Browser Cache and Edge Cache Explained
You updated it? Well, yes, but not really.
08 Feb 2022
182 lines
Does the following sound familiar?
- "The new feature is live."
- "I can't see it."
- "Have you cleared your browser cache?"
- "Yes. It's still not visible."
- "Hmmm…"
This could happen when there are multiple layers of caching in play and one of them has not expired. If you've used something like Cloudflare CDN, you've likely ran into this.
Let's say your website has a logo in the header and it appears on all pages. When users land on your website and start browsing, they'll be downloading the same logo on every page load. This inefficiency increases bandwidth costs and load times.
When sending the logo to the user, your server can also provide the Cache-Control response header with an expiration value like max-age=604800. This will tell the browser to store the logo locally, on the user's hard drive, for 604800 seconds, which is 7 days. Until that time passes, whenever your website references the logo through the same URL, the user's browser will use its cached version. After that, the browser will request the logo from your server once again and cache it for another 7 days.
If your audience is mainly European, it would probably make sense to put your server in London, for example. But if your website starts receiving traffic from America, those requests would have to travel an entire ocean, which can make them several times slower, due to latency. With a CDN, you have a system of servers spread throughout the world that proxy user traffic to your server and solve this performance issue.
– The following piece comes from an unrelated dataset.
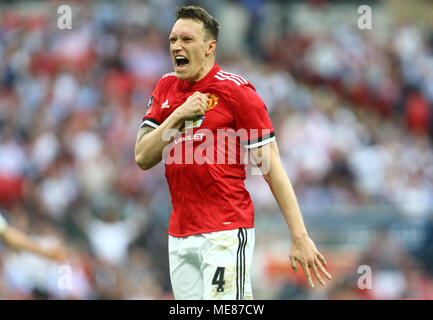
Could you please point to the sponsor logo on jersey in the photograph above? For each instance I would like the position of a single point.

Among the hundreds of servers in a CDN, the geographically closest one to a user is called an edge and is the one that this user's browser directly communicates with:
Response flow from server to user over a CDN
While browser caching helps with many requests by the same user, it doesn't solve the issue of many users making requests, because each user has their own browser with their own cache. To fix this, you need a shared cache.
With a CDN, all user requests are funneled through the closest edge server. If that server caches the responses, it'll be able to serve those users without having to bother your own server. This means that it no longer matters if you have 1 user or 10000, because once that first response for a resource is served and cached, the load shifts from your server to the CDN, which can serve the other 9999 by itself.
Cloudflare caches only static assets by default, such as images, fonts, scripts, etc. The HTML containing the page content is not cached, because if you have an e-commerce store, for example, each user will have their own shopping cart, and if you cache that, the next user will see the previous one's items. On the other hand, an image is expected to be the same for every user and can safely be cached.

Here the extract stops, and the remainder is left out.